Ma è l’ambito dei rapporti umani, in ogni caso, quello su cui rincamminarsi, inevitabilmente, cercando di trascendere dalla monotonia dei nostri lavori quotidiani e dal nostro aver smesso di divertirsi, più in particolare alla ricerca di quell’anima affine, quella “fiamma gemella” (“Twin Flame”) che possa portarci a svagarci “alla ruota panoramica” (da “Hearts Aglow”):

Oh, I’ve just been working
For years and I stopped having fun
Oh, but baby, you’re the only one
Who would drive me down to the pier
Takе me up on that ferris wheel

Weyes diventa quindi come la portavoce di una generazione di trentenni (lei, classe 1988, ne ha 34) che stanno cercando il loro posto nel mondo, e sono sempre in bilico tra anelare a trovare “il grande amore” (“Cause I’ve been waiting for my life to begin / For someone to light up my heart again”) oppure a rimanere fedeli a loro stessi come nell’invocazione di essere trasformati in bellissimi fiori che forse non sbocceranno veramente mai (“God Turn Me Into a Flower”). Il riferimento è al mito di Narciso, qui evidentemente aggiornato ai tempi di Instagram, la cui ossessione per un riflesso in una vasca lo porta a morire di fame e a perdere ogni percezione al di fuori della sua infatuazione.

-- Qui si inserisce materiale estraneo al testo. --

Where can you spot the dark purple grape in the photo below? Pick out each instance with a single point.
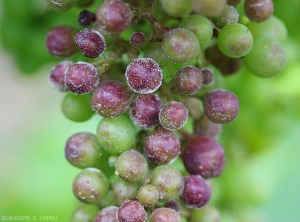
(57, 75)
(196, 191)
(144, 75)
(85, 18)
(221, 106)
(164, 214)
(137, 39)
(173, 115)
(81, 78)
(208, 76)
(131, 211)
(204, 156)
(144, 110)
(60, 41)
(259, 10)
(114, 16)
(132, 166)
(82, 150)
(188, 80)
(205, 127)
(90, 185)
(111, 99)
(162, 146)
(107, 214)
(90, 42)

Soprattutto la Merling ci dona un testo davvero superbo, carnale e vivido nella canzone “Grapevine”: lei ricorda un amore, un “emotional cowboy with no hat and no boots” che l’ha fatta bruciare di passione (“California’s my body / And your fire runs over me”) ma che si è portato via il suo amore come fosse un bambino con il pallone (“He has the power to take his love away”). In questo rimembrare il suo anelito notturno sarebbe quello di tornare nella vigna dove forse hanno fatto l’amore tutta la notte, sdraiati nei prati, in un’immagine bucolica e piena di vita e di amore (“But I still think of him at night / Ooh, you know I would go back to the camp”) e invece ora sono solo come “due macchine che passano nella vite” (“Now we’re just two cars passing by on the grapevine”). L’immagine che mi figuro leggendo questa frase di chiusura è di due carri che vendemmiano paralleli, per due strade che non si incontreranno mai, e non c’è pertanto alcun lieto finale.

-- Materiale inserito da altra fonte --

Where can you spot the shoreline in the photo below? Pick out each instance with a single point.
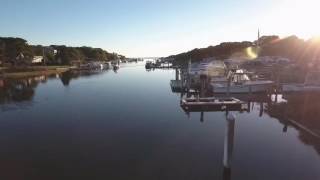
(35, 71)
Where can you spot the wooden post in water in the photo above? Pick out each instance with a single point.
(228, 85)
(203, 82)
(228, 141)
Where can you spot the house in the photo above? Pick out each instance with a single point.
(37, 59)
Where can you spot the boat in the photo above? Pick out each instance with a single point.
(211, 104)
(116, 67)
(241, 83)
(311, 84)
(177, 86)
(149, 65)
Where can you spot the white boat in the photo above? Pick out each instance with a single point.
(311, 84)
(241, 83)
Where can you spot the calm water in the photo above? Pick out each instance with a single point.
(129, 125)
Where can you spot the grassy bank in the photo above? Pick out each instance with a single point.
(22, 72)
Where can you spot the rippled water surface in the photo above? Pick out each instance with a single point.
(129, 125)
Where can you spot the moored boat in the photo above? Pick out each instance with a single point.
(241, 83)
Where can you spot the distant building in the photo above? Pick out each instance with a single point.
(37, 59)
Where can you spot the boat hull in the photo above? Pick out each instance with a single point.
(291, 88)
(257, 88)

La Merling, con quella sua scrittura sempre un po’ sopra le righe in quell’essere un po’ apocalittica (forse retaggio dell’essere stata cresciuta da genitori cristiani pentecostali), individua anche molto chiaramente chi potrà migliorare questa situazione di stallo di persone “che non sanno dove stanno andando” (“We don’t know where we’re going” canta in “Hearts Aglow”) e cioè solo le nuove generazioni: in “Children of the Empire” infatti preannuncia l’alba di un nuovo uomo (“The dawning of a brand new man”) in cui potranno essere solo i bambini a cambiare le cose (“Children of the empire wanna change“) alla ricerca della “fiamma eterna”, cioè del motivo davvero per cui viviamo. Non si tratta di sopravvivere, ma di bruciare di vita.

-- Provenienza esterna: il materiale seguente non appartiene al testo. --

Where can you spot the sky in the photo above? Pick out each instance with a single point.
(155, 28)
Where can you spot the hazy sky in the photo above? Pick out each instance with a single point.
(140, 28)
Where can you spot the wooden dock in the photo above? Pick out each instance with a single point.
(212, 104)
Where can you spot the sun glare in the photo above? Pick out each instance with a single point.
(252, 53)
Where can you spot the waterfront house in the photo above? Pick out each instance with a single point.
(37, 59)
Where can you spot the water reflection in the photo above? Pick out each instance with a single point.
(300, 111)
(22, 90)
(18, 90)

E il messaggio conclusivo è perfettamente a fuoco: è stato un “lungo e strano anno” (oramai sono quasi tre, a dire il vero), ci troviamo immersi in un mondo diverso e noi stessi siamo diversi, dicono che il peggio è passato ed è ora di uscire, di divertirsi, di guardare al futuro (da “The Worst is Done”) ma, in realtà, conclude Weyes in un modo certamente ironico visto che la musica di accompagnamento è briosa, siamo a pezzi, ci sentiamo più vecchi e il peggio deve ancora venire.

It’s been a long, strange year […] They say the worst is done And it’s time to go out […]

We’re all so cracked after that/ Got kinda old […]

But I think the worst has yet to come

Ma Weyes Blood non si cruccia di tutto ciò, lo osserva, lo scruta, lo analizza, ma poi va per la sua strada che è inevitabilmente spirituale perché il suo approccio appare quasi ascetico. L’obiettivo, come dice lei, è “la comprensione dei cicli naturali della vita e della morte”, e l’ascolto dell’album lascia nei nostri animi una consapevolezza che forse è scontata ma di cui ci dimentichiamo spesso: che nelle tenebre, nei momenti bui, i cuori si illuminano e brillano ancora di più.